At the front of an auditorium filled with hundreds of people, a programmer from the Ukraine slipped on a pair of thick, black gloves, each dotted with flex sensors and a micro controller. A couple of feet away was a smartphone receiving signals from the gloves via Bluetooth. When the time was right, the programmer made a gesture, carefully and deliberately moving his hands and arms, before an automated female voice boomed through the speakers: “Nice to meet you.” The audience cheered.
This was Enable Talk, a pair of gloves that with the help of sensors and new smartphone software developed by a team of twenty-something programmers from the Ukraine, could change the way deaf people communicate with the world around them. Having worked on it for less than a year, they won first prize at Microsoft’s coveted Imagine Cup last week in Sydney, Australia, getting $25,000 in prize money. They’ll spend it on making their gloves say much more than just “Nice to meet you,” or “We want to see kangaroo” — among the dozen or so sign-language phrases that the gloves can currently recognize.
There is no limit to how many gestures they can program into the software, said team member Maxim Osika during a phone interview from Sydney. “The problem is we are not native speakers,” he added. “So it wouldn’t make sense for us to accumulate the gestures.” Once they’re back in the Ukraine, Osika and his team will work with a handful of deaf students at their college and other native signers, to build a “library of standard signs” for their device.

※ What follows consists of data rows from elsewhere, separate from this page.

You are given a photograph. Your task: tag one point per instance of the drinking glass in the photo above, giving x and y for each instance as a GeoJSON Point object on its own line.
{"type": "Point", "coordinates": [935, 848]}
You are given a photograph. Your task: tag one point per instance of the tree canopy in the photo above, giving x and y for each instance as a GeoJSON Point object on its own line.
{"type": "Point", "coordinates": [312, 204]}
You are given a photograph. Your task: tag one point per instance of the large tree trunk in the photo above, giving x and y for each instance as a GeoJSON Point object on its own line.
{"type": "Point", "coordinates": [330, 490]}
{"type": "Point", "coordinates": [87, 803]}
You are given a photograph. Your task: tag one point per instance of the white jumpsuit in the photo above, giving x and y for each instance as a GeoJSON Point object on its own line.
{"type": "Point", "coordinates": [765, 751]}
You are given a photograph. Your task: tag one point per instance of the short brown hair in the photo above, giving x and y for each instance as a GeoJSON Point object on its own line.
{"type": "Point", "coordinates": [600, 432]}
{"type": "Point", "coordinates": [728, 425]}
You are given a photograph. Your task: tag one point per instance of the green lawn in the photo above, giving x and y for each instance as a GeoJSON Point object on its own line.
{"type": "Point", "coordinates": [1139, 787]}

But it won’t be easy, thanks to the wide chasm between the languages of computer code and signs. They will have to work closely with those who speak the latter if they want their device to be truly effective. “Deaf people have their own sub culture and it’s hard to communicate with them in general,” Osika admitted. Since the project project was first introduced, a few have complained on online forums that hearing people should make more effort to understand the hearing-impaired, not the other way around.